Whoever successfully bids on SpiritBank's preferred stock could end up acquiring it for less than what the government originally invested in the shares, which means that taxpayers ultimately would take a loss on that particular investment, sources say.
Anderson noted, however, that the government already has recovered $269 billion through repayments, dividends and interest, exceeding the original $245 billion investment it made in banks through the CPP.
SpiritBank is the only remaining Oklahoma-based bank left that has not repaid the investment made by the Treasury.
Last year, Southwest Bancorp, the parent of Stillwater National Bank, repaid $70 million to the Treasury.

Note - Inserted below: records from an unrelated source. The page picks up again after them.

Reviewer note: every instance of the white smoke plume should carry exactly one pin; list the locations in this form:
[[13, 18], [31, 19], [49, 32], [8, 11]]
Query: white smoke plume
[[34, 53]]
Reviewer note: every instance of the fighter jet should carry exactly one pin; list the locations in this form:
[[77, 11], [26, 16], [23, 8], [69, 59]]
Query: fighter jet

Three other Oklahoma banks repaid the funds in 2011. Grand Capital Corp., of Tulsa, parent of Grand Bank, had received $4 million; Regent Capital Corp., of Nowata, received $2.7 million; and AmeriBank Holding Co., of Collinsville, received $2.5 million.
Last May, SpiritBank officials noted that the bank had accrued $2.2 million in dividends on the preferred stock. The bank said it planned to fully redeem the government's investment, but at the request of its primary regulator was delaying dividend payments.
"With good strategic plans, good financial projections and much of the national economic woes behind us, Spirit Bankcorp's CPP is a good investment and we are not surprised that there are investors making bids on this portion of our capital," the bank stated.
"Our CPP is comprised of preferred stock which is fully redeemable at Spirit's option at any time and we plan to redeem it in the future from whomever is the successful bidder."
Last April 23, SpiritBank signed a consent order with the Federal Deposit Insurance Corp. and the Oklahoma State Banking Department to address problem areas that included revising its loan policy and reducing additional loan losses.
Asked about the status of that agreement with regulators, the bank stated that it "remains the same for now, but we're on track with all plans and have a positive projection and outlook for the future."
At the end of the 2012 third quarter, SpiritBank had recorded a net income loss of $18.9 million. That compares to a loss of $6.4 million for all of 2011 and nearly $4.5 million in 2010, according to FDIC data.
"SpiritBank is positioned to remain a locally owned community bank with the Kelly family of Bristow as the largest shareholder," the bank stated. "Our bank has managed through challenging times, and we are pleased with our outlook for the future. We are also eager to have the CPP auction process settled, and look forward to working with the successful bidder or bidders towards the redemption of all preferred stock that they might acquire."